Since day one of SVB’s collapse, Committee Democrats have been on the case. In fact, under my leadership as Ranking Member, we quickly organized several bipartisan briefings with our nation’s regulators to better understand what happened, share what we were hearing from constituents, and urge regulators to act. Since then, we’ve sent letters demanding answers from our regulators. And, in response to Biden’s call to Congress, I and my colleagues are working on legislation to, for example, enhance clawbacks and other penalties. We also need answers from the CEOs who not only ran these banks into the ground, but enriched themselves.
It’s also important to know how we got here—deregulation. Former and disgraced President Trump said he’d do a “big number on Dodd-Frank” and his appointed regulators did just that. At that time, I sounded the alarm on the dangers of weakening capital and liquidity rules for banks like SVB. The light-touch cautions from the Fed to SVB management are clearly not what Congress intended for bank supervision. I hope Republicans will join Democrats in strengthening compliance with bank rules and transparency over this process.

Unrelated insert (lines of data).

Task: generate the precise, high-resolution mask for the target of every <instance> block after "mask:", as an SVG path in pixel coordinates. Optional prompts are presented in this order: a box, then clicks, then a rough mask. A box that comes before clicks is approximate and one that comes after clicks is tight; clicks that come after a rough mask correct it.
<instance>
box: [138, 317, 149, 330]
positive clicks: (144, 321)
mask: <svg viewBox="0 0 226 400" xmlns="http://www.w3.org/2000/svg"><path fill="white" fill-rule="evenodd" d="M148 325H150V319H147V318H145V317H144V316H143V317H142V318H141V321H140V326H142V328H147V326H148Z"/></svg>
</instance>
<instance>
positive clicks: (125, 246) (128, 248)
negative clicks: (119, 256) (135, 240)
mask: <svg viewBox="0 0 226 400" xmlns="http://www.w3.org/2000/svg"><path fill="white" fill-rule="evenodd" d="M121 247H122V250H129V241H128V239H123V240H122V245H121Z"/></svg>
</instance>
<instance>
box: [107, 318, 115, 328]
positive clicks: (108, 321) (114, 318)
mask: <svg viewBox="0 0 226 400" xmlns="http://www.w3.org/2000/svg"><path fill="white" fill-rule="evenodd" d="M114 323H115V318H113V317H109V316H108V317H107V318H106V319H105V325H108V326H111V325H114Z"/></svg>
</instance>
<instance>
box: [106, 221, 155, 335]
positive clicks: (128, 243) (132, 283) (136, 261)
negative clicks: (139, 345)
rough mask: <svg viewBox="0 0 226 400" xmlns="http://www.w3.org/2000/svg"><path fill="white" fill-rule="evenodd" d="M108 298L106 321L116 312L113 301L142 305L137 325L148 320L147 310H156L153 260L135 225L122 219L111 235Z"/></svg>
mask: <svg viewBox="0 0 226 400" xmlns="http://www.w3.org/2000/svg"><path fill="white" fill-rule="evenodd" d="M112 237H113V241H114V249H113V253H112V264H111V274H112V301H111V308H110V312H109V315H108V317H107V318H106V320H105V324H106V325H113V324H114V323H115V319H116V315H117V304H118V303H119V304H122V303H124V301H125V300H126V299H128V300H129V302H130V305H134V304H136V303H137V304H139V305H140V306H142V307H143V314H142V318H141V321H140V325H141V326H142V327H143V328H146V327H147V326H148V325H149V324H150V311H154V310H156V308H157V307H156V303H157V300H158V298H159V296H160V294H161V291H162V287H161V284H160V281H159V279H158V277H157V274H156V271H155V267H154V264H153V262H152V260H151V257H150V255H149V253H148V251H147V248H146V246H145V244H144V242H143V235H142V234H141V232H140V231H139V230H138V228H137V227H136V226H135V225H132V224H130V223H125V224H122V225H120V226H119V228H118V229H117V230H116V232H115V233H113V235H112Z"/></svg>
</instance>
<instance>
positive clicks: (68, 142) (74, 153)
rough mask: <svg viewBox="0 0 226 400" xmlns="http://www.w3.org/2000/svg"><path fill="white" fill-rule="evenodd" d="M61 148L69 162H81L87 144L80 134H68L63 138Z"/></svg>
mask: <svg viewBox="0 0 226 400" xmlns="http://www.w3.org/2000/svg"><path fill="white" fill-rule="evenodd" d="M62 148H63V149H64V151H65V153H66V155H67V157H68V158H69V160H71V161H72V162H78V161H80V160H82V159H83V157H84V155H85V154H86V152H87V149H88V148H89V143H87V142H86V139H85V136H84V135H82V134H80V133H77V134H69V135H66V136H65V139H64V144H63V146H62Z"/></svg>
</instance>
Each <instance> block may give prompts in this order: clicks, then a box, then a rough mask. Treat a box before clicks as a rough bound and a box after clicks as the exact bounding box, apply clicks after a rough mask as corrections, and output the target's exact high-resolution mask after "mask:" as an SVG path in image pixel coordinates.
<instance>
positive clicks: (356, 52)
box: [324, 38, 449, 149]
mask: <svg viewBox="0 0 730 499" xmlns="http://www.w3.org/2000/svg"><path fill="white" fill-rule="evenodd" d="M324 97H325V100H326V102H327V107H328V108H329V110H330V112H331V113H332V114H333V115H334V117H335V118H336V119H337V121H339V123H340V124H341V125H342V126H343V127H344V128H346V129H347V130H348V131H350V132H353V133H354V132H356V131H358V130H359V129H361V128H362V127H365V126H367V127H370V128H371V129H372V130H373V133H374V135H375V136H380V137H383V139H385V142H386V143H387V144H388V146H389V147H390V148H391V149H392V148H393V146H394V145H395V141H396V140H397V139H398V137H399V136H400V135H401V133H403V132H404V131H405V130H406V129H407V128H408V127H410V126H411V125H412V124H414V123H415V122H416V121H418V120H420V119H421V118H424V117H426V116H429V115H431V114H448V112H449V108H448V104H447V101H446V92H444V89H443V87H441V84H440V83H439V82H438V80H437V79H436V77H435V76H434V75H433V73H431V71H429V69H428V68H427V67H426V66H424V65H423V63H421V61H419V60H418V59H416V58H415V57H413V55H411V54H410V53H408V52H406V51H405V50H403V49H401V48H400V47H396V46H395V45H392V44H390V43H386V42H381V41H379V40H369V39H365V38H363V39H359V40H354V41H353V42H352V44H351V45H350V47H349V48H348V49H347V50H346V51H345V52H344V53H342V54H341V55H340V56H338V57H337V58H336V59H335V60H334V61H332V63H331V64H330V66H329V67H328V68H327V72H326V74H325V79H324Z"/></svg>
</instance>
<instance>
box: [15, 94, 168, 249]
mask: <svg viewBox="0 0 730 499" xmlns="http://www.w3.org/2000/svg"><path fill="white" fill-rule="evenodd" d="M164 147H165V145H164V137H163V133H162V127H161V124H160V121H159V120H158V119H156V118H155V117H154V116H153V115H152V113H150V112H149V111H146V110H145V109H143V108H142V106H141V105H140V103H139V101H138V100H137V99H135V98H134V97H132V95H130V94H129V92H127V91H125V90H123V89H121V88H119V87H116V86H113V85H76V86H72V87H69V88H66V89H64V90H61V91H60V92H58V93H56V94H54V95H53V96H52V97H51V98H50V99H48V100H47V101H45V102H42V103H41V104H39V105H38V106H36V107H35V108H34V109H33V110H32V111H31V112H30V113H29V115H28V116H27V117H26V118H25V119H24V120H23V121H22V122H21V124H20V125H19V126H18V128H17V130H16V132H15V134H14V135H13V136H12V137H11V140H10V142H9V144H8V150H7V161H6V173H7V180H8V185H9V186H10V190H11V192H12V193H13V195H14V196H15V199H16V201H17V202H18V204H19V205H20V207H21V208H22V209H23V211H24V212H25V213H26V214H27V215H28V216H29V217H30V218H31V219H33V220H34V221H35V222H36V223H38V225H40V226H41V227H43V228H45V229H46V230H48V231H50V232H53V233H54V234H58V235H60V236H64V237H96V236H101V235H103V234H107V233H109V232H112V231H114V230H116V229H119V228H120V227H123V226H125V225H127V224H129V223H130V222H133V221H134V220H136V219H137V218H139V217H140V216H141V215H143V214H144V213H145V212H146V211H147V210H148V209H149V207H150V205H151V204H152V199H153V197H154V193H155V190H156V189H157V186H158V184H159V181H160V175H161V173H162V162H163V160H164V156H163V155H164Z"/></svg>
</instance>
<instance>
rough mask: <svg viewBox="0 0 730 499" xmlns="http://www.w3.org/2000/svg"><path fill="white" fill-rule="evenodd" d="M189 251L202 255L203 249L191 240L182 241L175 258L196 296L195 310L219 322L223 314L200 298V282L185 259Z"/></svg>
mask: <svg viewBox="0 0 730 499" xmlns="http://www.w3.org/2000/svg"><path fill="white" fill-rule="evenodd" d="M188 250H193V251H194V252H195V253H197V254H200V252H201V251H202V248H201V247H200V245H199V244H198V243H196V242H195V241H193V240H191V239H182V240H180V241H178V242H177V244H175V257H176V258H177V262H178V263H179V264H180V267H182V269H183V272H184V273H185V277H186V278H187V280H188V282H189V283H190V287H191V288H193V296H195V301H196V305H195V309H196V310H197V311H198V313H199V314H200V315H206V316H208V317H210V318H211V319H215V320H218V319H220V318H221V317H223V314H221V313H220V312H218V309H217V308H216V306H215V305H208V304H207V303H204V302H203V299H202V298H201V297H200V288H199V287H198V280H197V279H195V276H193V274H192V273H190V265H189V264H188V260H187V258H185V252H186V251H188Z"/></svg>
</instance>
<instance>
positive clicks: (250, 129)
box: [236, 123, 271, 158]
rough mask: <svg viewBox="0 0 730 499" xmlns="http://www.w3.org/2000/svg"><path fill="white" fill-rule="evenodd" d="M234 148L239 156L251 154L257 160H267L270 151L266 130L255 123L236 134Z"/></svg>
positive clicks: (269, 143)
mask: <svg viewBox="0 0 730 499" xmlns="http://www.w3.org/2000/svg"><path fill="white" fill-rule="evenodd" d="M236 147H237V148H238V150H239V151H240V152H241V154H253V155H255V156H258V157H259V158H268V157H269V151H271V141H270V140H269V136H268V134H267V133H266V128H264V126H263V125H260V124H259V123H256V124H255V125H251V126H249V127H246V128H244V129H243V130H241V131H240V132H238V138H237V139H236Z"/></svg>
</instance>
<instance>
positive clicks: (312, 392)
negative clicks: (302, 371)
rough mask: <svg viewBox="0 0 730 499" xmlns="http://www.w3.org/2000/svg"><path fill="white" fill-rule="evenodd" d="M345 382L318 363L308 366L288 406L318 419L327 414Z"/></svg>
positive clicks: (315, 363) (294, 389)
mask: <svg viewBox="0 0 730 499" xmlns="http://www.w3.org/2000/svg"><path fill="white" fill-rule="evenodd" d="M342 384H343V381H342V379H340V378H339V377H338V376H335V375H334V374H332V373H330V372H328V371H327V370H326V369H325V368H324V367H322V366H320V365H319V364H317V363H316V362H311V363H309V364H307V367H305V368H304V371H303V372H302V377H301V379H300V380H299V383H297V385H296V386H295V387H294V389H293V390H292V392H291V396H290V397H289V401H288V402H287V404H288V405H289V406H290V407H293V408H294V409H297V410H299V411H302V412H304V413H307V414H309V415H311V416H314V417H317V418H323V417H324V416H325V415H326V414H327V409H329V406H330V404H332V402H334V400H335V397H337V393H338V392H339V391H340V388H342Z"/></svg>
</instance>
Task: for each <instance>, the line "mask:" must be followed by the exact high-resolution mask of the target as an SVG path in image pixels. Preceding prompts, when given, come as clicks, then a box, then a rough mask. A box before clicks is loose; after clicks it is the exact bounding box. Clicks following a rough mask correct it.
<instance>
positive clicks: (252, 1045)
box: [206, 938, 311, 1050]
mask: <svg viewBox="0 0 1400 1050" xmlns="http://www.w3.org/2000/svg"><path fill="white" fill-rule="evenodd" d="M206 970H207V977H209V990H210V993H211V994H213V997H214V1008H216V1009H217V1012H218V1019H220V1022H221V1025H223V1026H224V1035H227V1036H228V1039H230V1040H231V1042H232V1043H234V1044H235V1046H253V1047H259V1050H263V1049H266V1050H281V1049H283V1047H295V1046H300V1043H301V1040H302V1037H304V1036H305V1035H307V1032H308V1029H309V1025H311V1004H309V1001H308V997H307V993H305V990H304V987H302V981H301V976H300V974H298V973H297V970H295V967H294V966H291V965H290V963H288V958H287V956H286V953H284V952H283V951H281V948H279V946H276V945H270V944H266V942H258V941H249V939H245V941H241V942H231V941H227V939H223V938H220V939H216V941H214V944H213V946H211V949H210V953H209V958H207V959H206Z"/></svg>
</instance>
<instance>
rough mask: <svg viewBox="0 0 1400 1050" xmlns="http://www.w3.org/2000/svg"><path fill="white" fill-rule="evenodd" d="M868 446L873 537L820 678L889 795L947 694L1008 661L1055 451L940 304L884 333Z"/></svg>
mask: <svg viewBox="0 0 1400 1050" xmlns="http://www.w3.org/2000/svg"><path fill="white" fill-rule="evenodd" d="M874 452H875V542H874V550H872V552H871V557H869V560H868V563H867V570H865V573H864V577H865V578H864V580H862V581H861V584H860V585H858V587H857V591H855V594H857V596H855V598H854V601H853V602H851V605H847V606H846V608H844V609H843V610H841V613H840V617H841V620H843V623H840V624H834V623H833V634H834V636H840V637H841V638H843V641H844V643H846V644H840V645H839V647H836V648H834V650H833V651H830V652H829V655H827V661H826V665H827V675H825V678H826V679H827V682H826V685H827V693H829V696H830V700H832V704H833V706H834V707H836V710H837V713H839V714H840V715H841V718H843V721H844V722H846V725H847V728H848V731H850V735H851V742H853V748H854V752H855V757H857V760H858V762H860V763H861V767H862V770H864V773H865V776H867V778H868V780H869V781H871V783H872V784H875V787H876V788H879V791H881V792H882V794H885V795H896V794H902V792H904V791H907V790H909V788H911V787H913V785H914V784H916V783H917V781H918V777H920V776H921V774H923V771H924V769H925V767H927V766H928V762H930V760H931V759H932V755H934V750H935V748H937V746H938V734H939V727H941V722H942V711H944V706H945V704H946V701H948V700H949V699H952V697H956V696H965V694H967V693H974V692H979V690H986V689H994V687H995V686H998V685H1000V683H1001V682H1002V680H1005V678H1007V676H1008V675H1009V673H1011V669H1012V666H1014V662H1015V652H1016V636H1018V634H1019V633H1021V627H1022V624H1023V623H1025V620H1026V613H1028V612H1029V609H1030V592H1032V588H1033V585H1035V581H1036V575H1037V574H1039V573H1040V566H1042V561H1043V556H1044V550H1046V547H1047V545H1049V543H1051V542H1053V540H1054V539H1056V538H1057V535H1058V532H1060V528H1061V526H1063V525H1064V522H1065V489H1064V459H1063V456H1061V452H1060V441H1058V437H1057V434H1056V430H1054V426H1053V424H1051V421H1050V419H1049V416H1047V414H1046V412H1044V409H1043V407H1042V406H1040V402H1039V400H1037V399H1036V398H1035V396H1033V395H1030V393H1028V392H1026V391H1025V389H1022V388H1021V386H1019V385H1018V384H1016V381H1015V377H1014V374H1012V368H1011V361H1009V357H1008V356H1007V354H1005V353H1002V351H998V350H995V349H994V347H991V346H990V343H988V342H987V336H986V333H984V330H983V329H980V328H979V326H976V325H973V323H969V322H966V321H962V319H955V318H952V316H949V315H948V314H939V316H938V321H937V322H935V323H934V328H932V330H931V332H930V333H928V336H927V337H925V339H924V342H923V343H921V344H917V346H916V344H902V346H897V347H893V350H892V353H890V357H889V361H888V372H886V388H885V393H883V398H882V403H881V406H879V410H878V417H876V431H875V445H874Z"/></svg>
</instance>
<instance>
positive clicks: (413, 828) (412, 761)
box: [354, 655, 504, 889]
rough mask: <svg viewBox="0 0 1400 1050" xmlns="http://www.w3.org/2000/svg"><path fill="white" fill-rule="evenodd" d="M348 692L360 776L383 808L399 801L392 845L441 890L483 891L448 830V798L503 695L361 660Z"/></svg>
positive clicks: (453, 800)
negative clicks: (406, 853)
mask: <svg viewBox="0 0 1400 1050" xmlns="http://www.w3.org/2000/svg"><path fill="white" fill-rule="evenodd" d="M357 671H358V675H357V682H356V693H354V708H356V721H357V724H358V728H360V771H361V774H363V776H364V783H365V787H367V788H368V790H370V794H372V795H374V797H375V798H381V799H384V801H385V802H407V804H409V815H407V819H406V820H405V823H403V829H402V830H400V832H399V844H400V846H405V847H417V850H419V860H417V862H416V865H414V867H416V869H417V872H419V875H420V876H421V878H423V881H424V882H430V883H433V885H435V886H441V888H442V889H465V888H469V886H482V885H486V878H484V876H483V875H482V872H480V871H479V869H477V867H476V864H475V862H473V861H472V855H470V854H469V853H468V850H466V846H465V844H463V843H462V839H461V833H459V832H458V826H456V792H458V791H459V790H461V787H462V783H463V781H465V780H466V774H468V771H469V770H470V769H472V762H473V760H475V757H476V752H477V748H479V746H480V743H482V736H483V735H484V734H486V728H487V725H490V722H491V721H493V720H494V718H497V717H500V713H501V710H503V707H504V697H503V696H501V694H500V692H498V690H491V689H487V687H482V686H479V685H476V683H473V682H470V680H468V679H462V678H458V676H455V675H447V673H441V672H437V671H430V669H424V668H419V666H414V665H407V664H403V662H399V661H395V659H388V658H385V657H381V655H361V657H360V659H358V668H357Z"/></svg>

Before I close, I want to address the extreme MAGA Republican narrative about the bank failures. Let me be very, very clear. Silicon Valley Bank collapsed because of management failures and possible regulatory weaknesses – not because there was one Black man on the board. We saw this same racist playbook during the 2008 financial crisis when some Republicans blamed the Community Reinvestment Act and loans made to people of color. Rest assured, Democrats will not stand for this blatant racism.
With that, Mr. Chair, I yield back the balance of my time.